In the movie, the Orcs, and specifically the Pale Orc, are added to the mix, and Thorin engages in combat with the Pale Orc. When things go badly for Thorin, Bilbo descends from his perch with Sting and attacks the Pale Orc, saving Thorin from certain death. Now it would be hard to imagine an action more inconsistent with Bilbo's character. Even the movie has taken pains to establish Bilbo as a reluctant hero who eschews physical activity and violence, yet in this climactic scene Bilbo is suddenly and inexplicably transformed into a fierce warrior. This will never do!

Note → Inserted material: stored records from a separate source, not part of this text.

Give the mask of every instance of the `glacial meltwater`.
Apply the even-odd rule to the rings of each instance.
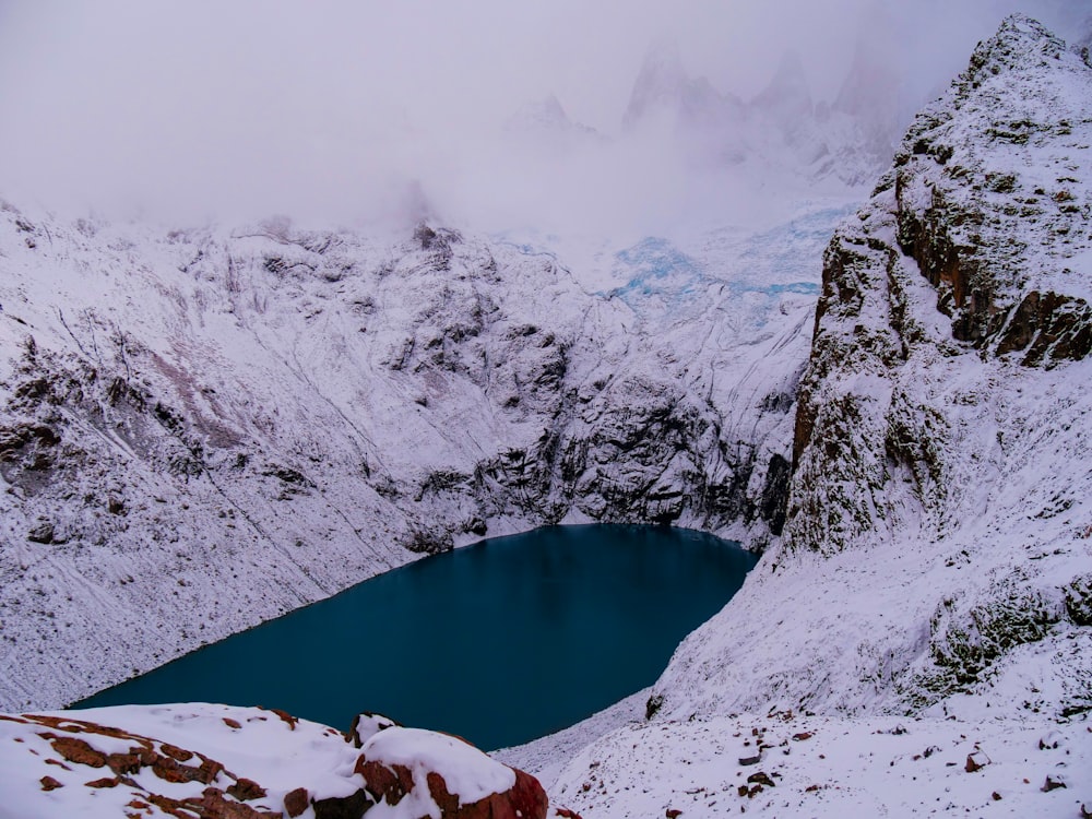
[[[265,705],[347,731],[360,711],[525,743],[652,685],[756,557],[666,526],[554,526],[425,558],[206,645],[74,708]]]

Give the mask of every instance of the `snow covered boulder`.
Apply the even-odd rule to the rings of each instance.
[[[451,819],[545,819],[538,781],[496,762],[448,734],[389,726],[361,747],[356,772],[376,803],[405,806],[406,816]]]
[[[0,714],[0,817],[575,816],[458,737],[375,714],[354,728],[204,703]]]

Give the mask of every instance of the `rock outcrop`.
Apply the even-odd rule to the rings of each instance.
[[[371,715],[346,737],[262,709],[124,707],[0,715],[0,736],[4,810],[17,816],[559,815],[533,776]]]
[[[824,256],[783,538],[657,720],[1088,710],[1090,145],[1092,69],[1019,15],[919,115]]]
[[[0,252],[2,708],[486,535],[669,522],[761,548],[784,520],[807,299],[743,299],[681,254],[654,260],[690,294],[665,308],[425,223],[4,205]]]

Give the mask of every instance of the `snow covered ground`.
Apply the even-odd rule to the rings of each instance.
[[[761,544],[844,206],[578,268],[426,225],[4,205],[0,705],[62,705],[485,535],[670,520]]]
[[[763,559],[646,711],[505,751],[561,804],[1081,816],[1090,105],[1087,50],[1010,19],[821,283],[800,265],[844,202],[596,247],[580,273],[549,241],[428,226],[5,207],[0,705],[60,704],[420,551],[666,520]]]

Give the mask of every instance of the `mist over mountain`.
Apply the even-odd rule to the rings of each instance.
[[[1072,3],[1033,5],[1064,36],[1089,31]],[[0,190],[169,223],[375,222],[414,185],[447,222],[490,230],[728,223],[786,186],[867,186],[1010,7],[5,4]],[[527,120],[543,99],[554,126]]]

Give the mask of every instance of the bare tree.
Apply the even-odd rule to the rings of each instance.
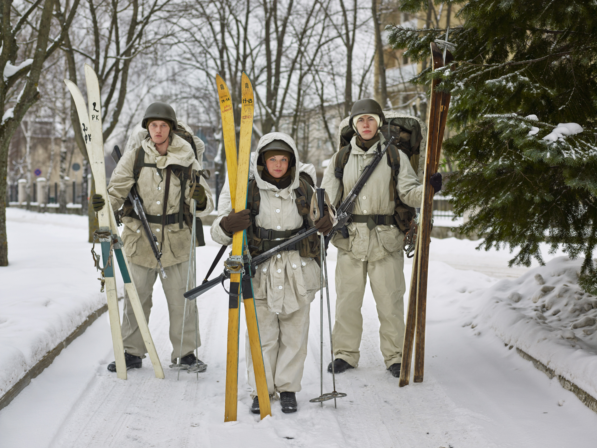
[[[387,105],[387,88],[386,85],[386,65],[383,57],[383,42],[381,41],[381,24],[380,23],[380,11],[377,0],[371,0],[371,15],[373,17],[373,29],[375,30],[375,57],[377,64],[375,74],[376,84],[379,88],[376,89],[377,102],[384,108]]]
[[[0,19],[0,179],[6,179],[8,147],[15,131],[33,103],[39,99],[38,83],[46,60],[60,47],[72,22],[80,0],[73,0],[63,20],[53,20],[60,0],[30,2],[2,0]],[[69,3],[64,0],[64,4]],[[63,8],[62,9],[67,9]],[[54,32],[55,36],[51,38]],[[20,43],[24,42],[24,43]],[[21,61],[19,64],[17,61]],[[20,91],[17,93],[17,91]],[[0,266],[8,264],[6,234],[7,183],[0,182]]]

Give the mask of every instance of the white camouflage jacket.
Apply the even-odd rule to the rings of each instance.
[[[296,159],[293,183],[281,190],[263,180],[259,175],[255,175],[258,172],[257,155],[259,149],[274,140],[282,140],[290,145],[294,151]],[[299,161],[294,140],[289,136],[273,132],[261,138],[257,151],[251,154],[249,174],[250,179],[256,179],[260,189],[259,214],[256,218],[258,226],[276,230],[291,230],[303,225],[303,217],[298,214],[294,201],[294,191],[298,186],[298,174],[301,171],[310,176],[315,185],[315,167]],[[220,226],[220,221],[232,210],[227,180],[220,195],[218,205],[218,217],[211,226],[211,238],[220,244],[229,245],[232,243],[232,238],[226,235]],[[255,299],[267,300],[269,310],[272,312],[296,311],[310,303],[315,293],[319,291],[319,266],[314,259],[301,257],[296,250],[282,251],[257,266],[253,279]]]
[[[383,146],[385,139],[379,133],[380,142]],[[344,168],[342,182],[344,194],[354,186],[362,172],[369,164],[373,152],[365,152],[356,145],[356,136],[352,137],[350,155]],[[402,151],[400,154],[400,170],[396,192],[401,200],[411,207],[420,207],[423,197],[423,185],[415,174],[408,157]],[[330,201],[336,206],[340,203],[341,185],[336,177],[334,170],[338,152],[332,156],[321,182],[321,188],[325,188],[330,197]],[[386,156],[380,161],[373,174],[359,194],[355,205],[355,214],[394,214],[395,203],[390,200],[390,181],[392,168],[387,164]],[[373,262],[379,260],[389,253],[402,250],[404,234],[395,225],[377,225],[370,231],[367,223],[352,223],[348,226],[347,238],[337,232],[331,243],[340,249],[350,252],[355,258],[362,261]]]

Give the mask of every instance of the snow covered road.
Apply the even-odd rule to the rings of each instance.
[[[470,251],[475,242],[433,241],[432,248],[457,253],[455,262],[470,263],[478,254]],[[200,249],[199,275],[218,249],[207,244]],[[334,258],[331,251],[331,284]],[[504,269],[501,257],[495,259]],[[407,279],[410,272],[407,265]],[[312,305],[298,412],[282,414],[275,402],[272,417],[263,421],[249,413],[243,336],[238,421],[224,424],[227,312],[222,292],[214,288],[198,302],[199,355],[207,370],[198,380],[181,372],[177,381],[176,372],[167,367],[167,311],[158,282],[149,325],[165,379],[154,377],[148,359],[142,369],[129,370],[126,381],[106,370],[113,354],[103,316],[0,411],[0,447],[594,447],[597,415],[556,380],[508,350],[491,330],[462,326],[473,312],[469,293],[496,280],[440,261],[431,263],[430,275],[423,383],[399,388],[398,379],[385,370],[368,288],[359,366],[337,376],[337,389],[348,396],[338,400],[337,409],[333,401],[323,409],[309,403],[319,394],[318,296]],[[330,296],[333,307],[333,287]],[[331,375],[326,373],[324,381],[324,391],[331,391]]]

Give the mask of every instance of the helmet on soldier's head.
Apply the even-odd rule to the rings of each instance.
[[[381,106],[379,105],[379,103],[372,98],[364,98],[362,100],[355,101],[355,103],[352,105],[348,125],[356,131],[354,124],[352,122],[353,119],[357,115],[364,114],[377,115],[380,122],[380,126],[383,124],[386,121],[386,118],[383,116],[383,112],[381,111]]]
[[[170,128],[173,131],[177,131],[179,129],[176,113],[169,104],[158,102],[149,105],[149,107],[145,111],[145,116],[141,122],[141,125],[147,129],[147,124],[152,121],[152,119],[169,122]]]
[[[267,145],[264,145],[259,150],[259,158],[257,159],[257,165],[266,166],[265,159],[267,157],[272,155],[278,155],[283,154],[288,155],[288,166],[294,167],[295,165],[294,150],[287,143],[282,140],[275,140],[270,142]]]

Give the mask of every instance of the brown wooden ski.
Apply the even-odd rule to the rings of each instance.
[[[435,42],[431,43],[433,70],[444,66],[443,55]],[[450,51],[446,52],[445,62],[454,60]],[[433,204],[433,188],[429,183],[431,175],[437,173],[439,165],[442,142],[448,117],[450,94],[438,92],[436,88],[439,81],[434,79],[431,85],[429,102],[429,128],[427,153],[423,176],[424,187],[415,256],[413,260],[413,275],[407,312],[406,331],[402,348],[402,363],[399,385],[408,384],[410,379],[413,345],[415,343],[414,378],[416,383],[423,381],[425,352],[425,316],[427,307],[427,282],[429,265],[429,243],[431,242],[431,222]]]

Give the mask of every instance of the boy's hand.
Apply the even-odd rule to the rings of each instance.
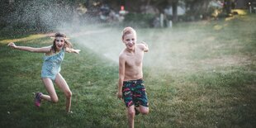
[[[122,98],[122,92],[116,92],[116,96],[117,96],[117,98],[121,100]]]

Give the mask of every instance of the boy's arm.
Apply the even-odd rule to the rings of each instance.
[[[74,50],[72,48],[65,48],[65,50],[68,53],[75,53],[75,54],[79,54],[79,52],[81,51],[80,50]]]
[[[117,97],[122,98],[122,86],[125,78],[125,64],[126,61],[123,57],[119,57],[119,80],[118,80],[118,88],[117,88]]]
[[[50,51],[51,49],[51,46],[46,46],[41,48],[33,48],[30,46],[17,46],[13,42],[9,43],[7,45],[16,50],[35,52],[35,53],[47,53]]]

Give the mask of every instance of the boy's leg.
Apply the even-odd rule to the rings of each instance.
[[[147,115],[149,112],[149,107],[141,105],[140,105],[139,107],[136,107],[136,109],[139,110],[139,111],[143,115]]]
[[[43,94],[41,95],[40,98],[50,102],[57,102],[59,99],[55,92],[55,88],[54,87],[54,83],[52,83],[51,79],[49,78],[42,78],[42,80],[46,88],[46,91],[50,96]]]
[[[134,128],[135,125],[135,106],[130,106],[127,108],[127,115],[128,115],[128,125],[129,128]]]
[[[62,77],[62,75],[59,73],[56,75],[55,83],[57,86],[60,88],[60,90],[63,91],[64,93],[65,94],[66,111],[70,112],[72,92],[65,79]]]

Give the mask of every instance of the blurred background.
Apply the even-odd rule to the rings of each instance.
[[[172,27],[256,12],[256,0],[1,0],[0,29],[45,32],[72,25],[112,23]]]

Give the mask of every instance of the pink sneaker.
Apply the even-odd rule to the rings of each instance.
[[[40,98],[40,97],[41,97],[42,94],[43,94],[42,92],[36,92],[36,93],[35,105],[37,107],[39,107],[40,106],[40,104],[41,104],[41,98]]]

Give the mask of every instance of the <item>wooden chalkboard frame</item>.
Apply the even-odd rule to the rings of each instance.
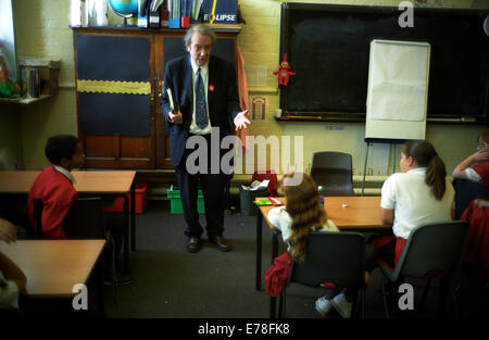
[[[393,7],[363,7],[363,5],[336,5],[336,4],[316,4],[316,3],[291,3],[284,2],[281,4],[281,22],[280,22],[280,54],[279,60],[283,59],[284,54],[287,53],[288,61],[291,63],[291,71],[294,71],[294,53],[299,53],[299,51],[291,50],[291,13],[297,13],[301,11],[303,13],[317,13],[324,12],[328,15],[335,15],[339,13],[341,15],[378,15],[379,17],[399,17],[402,13],[398,8]],[[484,17],[489,14],[487,10],[448,10],[448,9],[426,9],[426,8],[415,8],[414,15],[415,18],[417,15],[423,17],[453,17],[459,16],[469,16],[473,18],[474,16]],[[480,26],[480,30],[482,32],[482,26]],[[380,38],[389,38],[389,37],[380,37]],[[412,40],[416,40],[413,38]],[[488,37],[488,46],[484,48],[484,52],[488,53],[489,51],[489,37]],[[436,53],[436,51],[435,51]],[[432,55],[431,55],[432,58]],[[296,65],[297,66],[297,65]],[[366,67],[368,67],[368,63],[366,63]],[[477,112],[477,114],[434,114],[430,112],[430,106],[428,103],[428,123],[467,123],[467,124],[480,124],[489,122],[489,67],[486,66],[484,70],[486,73],[485,85],[480,86],[479,100],[481,102],[481,110]],[[365,70],[365,73],[368,73],[368,70]],[[432,75],[430,75],[430,79],[432,79]],[[303,121],[303,122],[365,122],[366,117],[366,108],[362,110],[351,111],[351,110],[290,110],[290,89],[293,87],[294,76],[291,76],[289,80],[289,86],[281,87],[280,91],[280,109],[284,112],[281,121]],[[484,79],[481,80],[484,81]],[[438,84],[440,84],[439,81]],[[482,88],[485,87],[485,88]],[[365,84],[365,97],[366,97],[366,88],[367,84]],[[429,89],[428,89],[429,91]],[[428,92],[429,96],[429,92]]]

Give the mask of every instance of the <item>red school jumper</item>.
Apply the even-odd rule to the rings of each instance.
[[[61,223],[72,207],[78,192],[72,181],[58,172],[53,165],[43,169],[30,188],[27,213],[34,230],[38,230],[34,212],[36,201],[42,202],[42,234],[47,238],[66,238]]]

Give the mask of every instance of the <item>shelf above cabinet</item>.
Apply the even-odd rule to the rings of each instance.
[[[52,97],[52,95],[40,95],[39,98],[21,97],[21,98],[0,98],[0,102],[30,105],[47,98]]]

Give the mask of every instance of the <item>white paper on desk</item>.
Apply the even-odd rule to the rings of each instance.
[[[166,89],[166,93],[168,95],[170,109],[172,109],[173,112],[175,112],[175,105],[173,104],[172,89],[170,87]]]

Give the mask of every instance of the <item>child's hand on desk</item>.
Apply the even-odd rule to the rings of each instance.
[[[168,112],[168,118],[170,122],[175,123],[175,124],[181,124],[184,123],[184,118],[181,116],[181,112],[178,111],[176,114],[172,111]]]
[[[489,201],[486,200],[475,200],[474,204],[477,205],[480,209],[489,207]]]
[[[5,241],[7,243],[15,242],[17,240],[15,226],[3,218],[0,218],[0,240]]]

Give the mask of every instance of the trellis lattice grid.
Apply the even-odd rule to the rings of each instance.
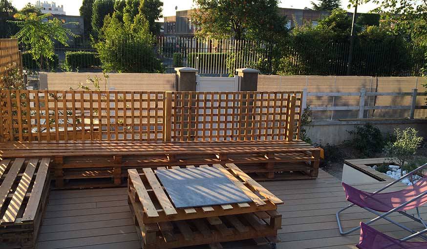
[[[164,139],[164,92],[2,91],[2,141]]]
[[[171,139],[298,139],[301,96],[300,92],[172,93]]]

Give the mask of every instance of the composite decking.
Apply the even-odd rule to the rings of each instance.
[[[374,191],[390,179],[358,188]],[[278,248],[356,248],[358,232],[341,236],[338,232],[335,213],[348,204],[339,179],[320,170],[316,179],[260,183],[285,203],[278,209],[283,219],[282,228],[279,231],[281,242],[278,244]],[[403,184],[398,185],[390,190],[403,188]],[[126,192],[126,188],[52,191],[40,231],[38,249],[141,248]],[[421,211],[427,213],[427,207]],[[410,228],[421,228],[420,224],[406,217],[392,216]],[[350,228],[357,226],[361,218],[371,218],[372,215],[359,208],[352,208],[342,217],[343,226]],[[395,237],[407,234],[384,220],[375,224],[374,228]],[[223,246],[265,248],[244,245],[234,243]]]

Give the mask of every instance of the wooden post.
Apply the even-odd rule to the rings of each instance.
[[[409,115],[409,118],[411,119],[414,119],[414,115],[415,114],[415,106],[417,105],[417,95],[418,94],[418,89],[416,88],[412,89],[412,101],[411,101],[411,113]]]
[[[165,93],[163,102],[164,110],[163,114],[163,141],[170,142],[172,136],[172,93]]]
[[[308,96],[308,90],[306,87],[302,89],[302,96],[301,99],[301,115],[307,108],[307,96]]]
[[[294,140],[294,123],[295,119],[295,105],[297,96],[288,96],[286,107],[286,140],[291,142]]]
[[[364,113],[365,108],[365,96],[366,94],[366,89],[365,88],[362,88],[360,90],[360,100],[359,102],[359,115],[357,117],[358,118],[363,118],[363,113]]]

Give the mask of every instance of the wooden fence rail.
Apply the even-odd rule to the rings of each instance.
[[[0,91],[0,141],[298,138],[300,92]]]

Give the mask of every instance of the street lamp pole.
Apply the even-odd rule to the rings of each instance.
[[[356,23],[356,15],[357,14],[358,1],[356,1],[354,5],[354,13],[353,13],[353,21],[351,22],[351,33],[350,35],[350,49],[348,52],[348,60],[347,61],[347,75],[351,74],[352,63],[353,63],[353,51],[354,48],[354,37],[356,35],[355,24]]]

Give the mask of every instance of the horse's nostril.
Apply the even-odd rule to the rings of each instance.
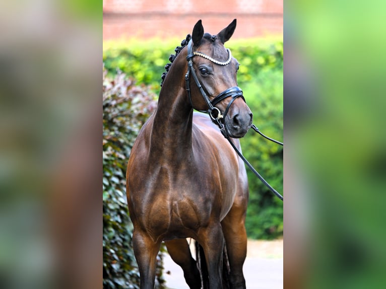
[[[240,121],[239,120],[238,114],[235,114],[233,116],[233,127],[235,128],[238,127],[240,126]]]

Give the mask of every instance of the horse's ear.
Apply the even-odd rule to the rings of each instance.
[[[198,46],[201,42],[201,39],[204,36],[204,27],[201,22],[201,20],[199,20],[193,28],[193,33],[191,35],[191,39],[195,46]]]
[[[223,43],[225,43],[229,40],[229,38],[230,38],[231,36],[233,34],[235,28],[236,19],[233,19],[232,23],[228,25],[226,28],[224,28],[219,32],[219,34],[217,34],[217,37],[220,38],[220,40]]]

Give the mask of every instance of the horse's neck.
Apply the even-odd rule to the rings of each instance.
[[[153,122],[150,152],[158,158],[164,157],[175,162],[191,153],[193,110],[186,93],[184,88],[176,82],[165,80],[162,86]]]

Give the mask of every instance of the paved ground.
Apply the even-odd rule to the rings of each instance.
[[[248,240],[244,264],[248,289],[283,288],[283,240]],[[164,258],[166,285],[173,289],[189,289],[182,269],[166,254]]]

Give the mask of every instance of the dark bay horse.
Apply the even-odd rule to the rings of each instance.
[[[211,289],[223,288],[225,244],[230,269],[228,285],[245,288],[242,273],[248,197],[245,169],[211,118],[193,113],[194,108],[207,111],[213,105],[211,117],[221,122],[239,149],[236,138],[250,127],[252,113],[237,87],[238,63],[224,46],[235,28],[235,19],[212,35],[204,34],[201,21],[197,22],[188,44],[173,59],[157,110],[142,127],[132,150],[126,193],[142,289],[154,287],[156,257],[162,241],[183,270],[189,286],[201,287],[186,238],[197,240],[204,249],[209,274],[204,283]],[[188,35],[186,40],[189,38]],[[191,75],[185,80],[189,60],[190,75],[195,75],[197,81]]]

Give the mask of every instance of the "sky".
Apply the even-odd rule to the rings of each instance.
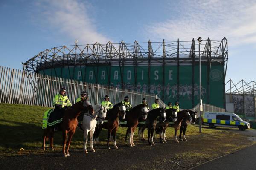
[[[64,45],[228,41],[226,81],[256,81],[256,0],[0,0],[0,66]]]

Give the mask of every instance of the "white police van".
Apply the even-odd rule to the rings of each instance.
[[[233,113],[205,112],[203,118],[204,124],[209,125],[211,128],[217,126],[238,127],[240,130],[250,128],[250,123]]]

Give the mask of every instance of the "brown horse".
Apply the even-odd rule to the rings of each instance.
[[[111,135],[113,136],[114,145],[116,149],[118,149],[116,143],[116,136],[117,128],[119,125],[119,119],[124,119],[125,118],[125,106],[122,103],[115,104],[113,108],[109,109],[107,113],[107,118],[105,122],[102,124],[98,126],[95,129],[94,134],[95,142],[99,140],[99,136],[102,128],[106,129],[108,131],[108,142],[107,147],[110,149],[109,146],[109,140]]]
[[[127,121],[126,125],[122,127],[127,127],[125,140],[127,141],[127,135],[129,134],[129,144],[131,147],[135,146],[133,142],[133,135],[136,127],[138,125],[139,118],[144,121],[147,118],[148,107],[144,104],[140,104],[133,107],[129,112],[126,112],[125,120]]]
[[[67,157],[69,156],[68,152],[69,147],[72,137],[77,126],[77,117],[81,112],[89,112],[92,114],[94,113],[93,108],[88,100],[86,100],[82,98],[82,100],[78,102],[70,107],[66,109],[64,112],[62,121],[58,125],[59,130],[62,131],[63,146],[62,153],[63,156]],[[68,139],[67,144],[67,138],[68,134]],[[47,138],[49,138],[50,147],[53,150],[53,135],[54,134],[54,126],[47,126],[46,129],[44,130],[44,135],[43,137],[43,149],[45,150],[45,140]],[[66,145],[67,147],[67,154],[65,152]]]

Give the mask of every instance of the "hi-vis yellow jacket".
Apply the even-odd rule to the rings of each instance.
[[[63,96],[60,94],[58,94],[54,97],[53,101],[52,102],[53,107],[55,106],[55,104],[58,104],[59,105],[62,105],[62,108],[65,106],[69,106],[72,105],[67,96]]]

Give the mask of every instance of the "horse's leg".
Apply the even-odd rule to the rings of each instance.
[[[155,128],[152,127],[151,128],[151,136],[152,138],[151,138],[151,143],[153,145],[154,145],[154,141],[153,140],[153,138],[154,138],[154,132]]]
[[[166,127],[164,127],[163,128],[163,141],[164,142],[165,142],[166,144],[166,143],[167,143],[166,142],[166,135],[165,135],[165,133],[166,133]]]
[[[87,151],[87,141],[88,141],[88,129],[86,129],[84,131],[84,151],[85,152],[85,153],[88,153]]]
[[[63,140],[63,145],[62,145],[62,153],[63,154],[63,156],[65,157],[67,157],[67,154],[65,152],[65,150],[66,149],[66,144],[67,143],[67,132],[66,130],[63,130],[62,132],[62,140]]]
[[[107,147],[109,149],[110,149],[110,147],[109,146],[109,139],[110,138],[110,135],[111,134],[111,130],[110,129],[108,129],[108,142],[107,143]]]
[[[93,151],[93,152],[95,152],[95,150],[93,148],[93,133],[94,133],[94,131],[95,130],[95,128],[93,128],[90,131],[90,147],[91,148],[91,150]]]
[[[183,141],[182,138],[181,138],[181,134],[182,134],[182,132],[183,131],[183,128],[184,127],[184,124],[183,122],[181,123],[181,126],[180,126],[180,136],[179,136],[179,138],[180,139],[180,141]]]
[[[150,138],[150,131],[151,130],[151,128],[150,127],[148,127],[148,144],[150,146],[152,146],[152,144],[151,143],[151,140],[149,140]]]
[[[68,133],[68,139],[67,140],[67,156],[70,156],[69,154],[69,152],[68,152],[68,150],[69,149],[69,147],[70,146],[70,142],[71,141],[71,139],[72,139],[72,137],[73,137],[73,135],[75,134],[75,132],[76,132],[76,128],[75,128],[73,130],[71,130]]]
[[[179,143],[179,141],[177,139],[177,131],[178,130],[177,127],[174,128],[174,141],[177,142]]]
[[[116,146],[116,131],[117,131],[117,128],[114,129],[113,130],[113,138],[114,139],[114,146],[116,149],[118,149],[118,147]]]
[[[51,149],[52,149],[52,150],[54,150],[54,148],[53,148],[53,136],[54,135],[54,130],[53,130],[53,129],[52,129],[52,132],[51,132],[51,135],[50,135],[50,146],[51,147]]]
[[[188,124],[186,124],[184,125],[184,129],[183,130],[183,140],[184,140],[185,141],[187,141],[187,139],[186,138],[186,135],[185,134],[186,133],[186,130]]]

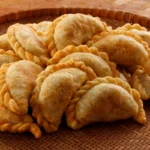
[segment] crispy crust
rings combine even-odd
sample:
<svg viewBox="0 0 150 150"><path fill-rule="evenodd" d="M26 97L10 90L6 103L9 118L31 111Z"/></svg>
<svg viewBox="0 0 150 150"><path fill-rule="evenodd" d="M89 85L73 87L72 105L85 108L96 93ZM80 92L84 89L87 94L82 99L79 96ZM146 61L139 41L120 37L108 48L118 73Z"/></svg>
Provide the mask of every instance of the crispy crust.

Years ago I heard Larry McMurtry speak about his experience in seeing one of his novels brought to the big screen. His basic message was that when a book is adapted for film by Hollywood, the author should abandon any hope that the result will bear any resemblance to his or her literary creation. So I get that movies are different than novels. I'm even okay with the director adding and subtracting from the plot of the book; it has to be done. But I view things differently when a director is handling a much-loved literary classic that has been read and re-read by fanatical fans for over sixty years. In fact, I feel much the same about what Jackson has done to Tolkien's Hobbit as I felt about what the director did a few years ago to Lewis's Prince Caspian. I understand that additions and omissions must be made, but it seems to me that there should be very strong reasons for the changes and that the changes should not fundamentally alter the characterizations of the novel, especially those of authors like Tolkien and Lewis who presumably knew what they were doing with their characters and plots.
Perhaps where Jackson went wrong, as some critics have already suggested, was in trying to turn The Hobbit, which is a straightforward, humble, and amusing children's fantasy story, into an adult adventure/romance story similar to The Lord of the Rings. I still enjoyed the film, but I wish I could have enjoyed it more. And don't get me started on Radagast the Brown!